È lecito nutrire dubbi sui risultati di Pechino?
«Non so, dopo il caso Gatlin c’è un punto interrogativo su tutti. Però guardo la realtà: la Giamaica ha lavorato bene e ha vinto. Bolt è diventato il più grande sportivo di tutti i tempi».
Sebastian Coe è l’uomo che può restituire credibilità?
«Sono felice della sua elezione alla Iaaf, lo conosco da tempo, la sua carriera parla per lui».
Com’è arrivata in Figc?
«Conoscevo il dg Uva dalla giunta Coni, poi ho incontrato Tavecchio e mi ha convinto lui».
Tavecchio si presentò scivolando sulle banane, ricorda?
«La gaffe è stata brutta, ma io non c’ero e non la posso cambiare. In Tavecchio ho trovato una persona squisita e disponibile, che mi sostiene insieme a tutta la Federcalcio. Piuttosto che fermarmi al passato, mi sono chiesta se potevo fare qualcosa e penso di esserci riuscita, anche se sono gocce nel mare. Qui avverto fiducia, dall’esterno invece dicevano: che ci fa questa nel calcio? Beh, sono un’ex atleta che ha delle idee, se ne avevate delle migliori perché non vi siete fatti avanti? Fra pochi giorni partirò per Amsterdam con l’U19 femminile come capo delegazione, sono emozionata e lusingata. Patrizia Panico mi ha detto: abbiamo bisogno di donne come te».
Lei gira l’Italia con il progetto “Razzisti? Una brutta razza”.
«Un viaggio fantastico. Incontro bambini in ogni regione, anche se sono piccoli mi conoscono tutti. Ascolto le loro idee: più intelligenti degli adulti, mi fanno sperare nel futuro. Nessuno nasce razzista: razzisti si diventa per la paura e per l’ignoranza, se non vengono curate in tempo ».
L’Italia è un paese razzista?
«Ni. Ci sono ancora dei razzisti ma non rappresentano tutti, per fortuna».
Il ministro britannico May vuole espellere gli stranieri senza lavoro.

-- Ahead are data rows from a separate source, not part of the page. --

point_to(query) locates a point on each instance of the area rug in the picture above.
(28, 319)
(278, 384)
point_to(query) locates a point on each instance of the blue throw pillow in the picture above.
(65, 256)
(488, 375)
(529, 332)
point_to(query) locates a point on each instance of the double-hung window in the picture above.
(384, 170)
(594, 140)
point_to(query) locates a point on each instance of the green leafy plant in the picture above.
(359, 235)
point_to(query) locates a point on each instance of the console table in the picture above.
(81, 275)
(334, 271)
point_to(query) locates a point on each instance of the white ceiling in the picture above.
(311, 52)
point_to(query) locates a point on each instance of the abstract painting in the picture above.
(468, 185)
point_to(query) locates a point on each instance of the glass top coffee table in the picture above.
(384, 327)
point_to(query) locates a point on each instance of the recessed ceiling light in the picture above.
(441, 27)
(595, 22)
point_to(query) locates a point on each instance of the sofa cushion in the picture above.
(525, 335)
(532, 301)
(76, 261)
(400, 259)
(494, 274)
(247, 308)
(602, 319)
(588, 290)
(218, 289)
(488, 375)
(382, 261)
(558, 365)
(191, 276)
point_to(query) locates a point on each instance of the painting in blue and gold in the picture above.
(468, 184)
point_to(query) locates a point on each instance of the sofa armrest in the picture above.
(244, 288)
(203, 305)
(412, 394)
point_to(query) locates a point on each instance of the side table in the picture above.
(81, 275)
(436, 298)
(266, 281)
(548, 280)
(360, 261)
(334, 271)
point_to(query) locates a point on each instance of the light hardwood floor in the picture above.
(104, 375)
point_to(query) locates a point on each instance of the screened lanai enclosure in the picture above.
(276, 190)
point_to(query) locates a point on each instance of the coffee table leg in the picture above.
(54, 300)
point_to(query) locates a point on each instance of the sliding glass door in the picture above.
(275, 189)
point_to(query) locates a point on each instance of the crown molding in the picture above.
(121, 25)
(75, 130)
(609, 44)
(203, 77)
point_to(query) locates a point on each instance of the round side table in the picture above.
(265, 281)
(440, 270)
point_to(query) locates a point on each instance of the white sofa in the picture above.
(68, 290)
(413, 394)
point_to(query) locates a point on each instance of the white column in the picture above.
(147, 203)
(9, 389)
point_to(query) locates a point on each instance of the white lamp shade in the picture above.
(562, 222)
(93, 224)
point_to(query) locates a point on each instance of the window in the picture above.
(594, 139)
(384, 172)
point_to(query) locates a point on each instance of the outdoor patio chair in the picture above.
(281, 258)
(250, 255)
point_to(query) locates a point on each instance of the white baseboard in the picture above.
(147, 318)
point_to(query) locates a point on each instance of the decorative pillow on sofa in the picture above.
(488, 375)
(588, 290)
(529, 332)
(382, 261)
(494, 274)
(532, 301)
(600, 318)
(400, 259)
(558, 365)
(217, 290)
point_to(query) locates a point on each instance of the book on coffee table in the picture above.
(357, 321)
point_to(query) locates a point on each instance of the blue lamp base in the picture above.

«È una proposta, preferisco non commentarla. In Europa sta crescendo un sentimento di paura. Bisogna dare una possibilità a quanti cercano una vita migliore, ma la politica deve anche far sentire i cittadini sicuri a casa propria. È un equilibrio sottile, delicato. Penso alla foto del piccolo Aylan, da mamma mi si stringe il cuore, non l’avrei mai pubblicata. Dobbiamo arrivare a questo per smuovere le coscienze?».